In perhaps the ultimate sign of the school's selectivity, in 1999, Lourdes Maria Ciccone Leon failed to make the final cut -- after her mother, Madonna, met with the school's interview board, which also observed the then three-year-old -- both alone and in playgroups.

"Normal people aren't the majority," says the mother of one of them. Catherine Hausman, co-author of the "Manhattan Family Guide to Private Schools," says, "They do let in average people and these people then often wonder, 'What am I doing here?' " Ms. Hausman says one reason the 92nd Street Y is known as one of the best "feeder schools" to the city's best private elementary and secondary schools is that the preschool director, Nancy Schulman, has been there for more than a decade and is "well connected" to admissions directors of these schools.

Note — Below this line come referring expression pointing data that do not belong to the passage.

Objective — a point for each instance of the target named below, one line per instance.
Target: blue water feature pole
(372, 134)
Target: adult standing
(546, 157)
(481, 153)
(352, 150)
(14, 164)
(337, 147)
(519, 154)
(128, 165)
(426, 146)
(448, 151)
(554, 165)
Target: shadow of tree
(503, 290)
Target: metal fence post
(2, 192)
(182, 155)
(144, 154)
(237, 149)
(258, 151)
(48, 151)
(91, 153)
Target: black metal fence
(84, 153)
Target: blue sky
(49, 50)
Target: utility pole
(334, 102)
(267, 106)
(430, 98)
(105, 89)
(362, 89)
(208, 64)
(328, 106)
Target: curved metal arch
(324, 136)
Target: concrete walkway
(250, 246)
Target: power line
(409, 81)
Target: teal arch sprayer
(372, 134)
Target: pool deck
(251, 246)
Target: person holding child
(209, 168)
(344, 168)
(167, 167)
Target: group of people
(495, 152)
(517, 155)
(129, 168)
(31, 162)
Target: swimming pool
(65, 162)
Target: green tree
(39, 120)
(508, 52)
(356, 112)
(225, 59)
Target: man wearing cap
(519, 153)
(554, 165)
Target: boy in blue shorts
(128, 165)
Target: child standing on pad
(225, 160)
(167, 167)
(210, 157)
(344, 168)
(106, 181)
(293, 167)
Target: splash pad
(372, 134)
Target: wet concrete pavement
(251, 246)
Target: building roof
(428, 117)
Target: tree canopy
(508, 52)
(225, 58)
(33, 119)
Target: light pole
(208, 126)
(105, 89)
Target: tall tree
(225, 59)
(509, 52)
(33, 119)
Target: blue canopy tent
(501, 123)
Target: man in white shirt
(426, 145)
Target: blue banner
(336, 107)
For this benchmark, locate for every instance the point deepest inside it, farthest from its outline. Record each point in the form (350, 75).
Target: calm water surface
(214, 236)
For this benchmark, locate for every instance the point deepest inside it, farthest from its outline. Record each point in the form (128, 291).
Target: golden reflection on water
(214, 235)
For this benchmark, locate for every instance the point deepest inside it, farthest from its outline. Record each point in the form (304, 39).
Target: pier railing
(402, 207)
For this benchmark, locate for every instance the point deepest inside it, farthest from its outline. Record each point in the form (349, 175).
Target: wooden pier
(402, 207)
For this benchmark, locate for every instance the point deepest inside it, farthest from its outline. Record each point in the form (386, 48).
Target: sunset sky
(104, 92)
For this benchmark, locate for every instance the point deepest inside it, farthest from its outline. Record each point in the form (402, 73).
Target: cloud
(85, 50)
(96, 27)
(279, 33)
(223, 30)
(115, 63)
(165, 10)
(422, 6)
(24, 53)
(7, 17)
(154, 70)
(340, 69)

One esteemed alumnus, Robert Katz, special counsel and advisory director to Goldman Sachs & Co. -- and the firm's former general counsel -- says that during the course of his professional life, "No one has asked me where I went to nursery school." Mr. Katz attended the 92nd Street Y in 1952, 14 years after its founding. "I went there because I lived in the neighborhood," says Mr. Katz.

As for the school being the first baby step on the road to Cambridge, Mass., a Harvard University spokesman says he hasn't heard of the 92nd Street Y school. He added: "That's not to say it isn't a great place. It could very well be."

-- Charles Gasparino, Christopher Lawton, Suzanne Vranica and Bridget O'Brian contributed to this article.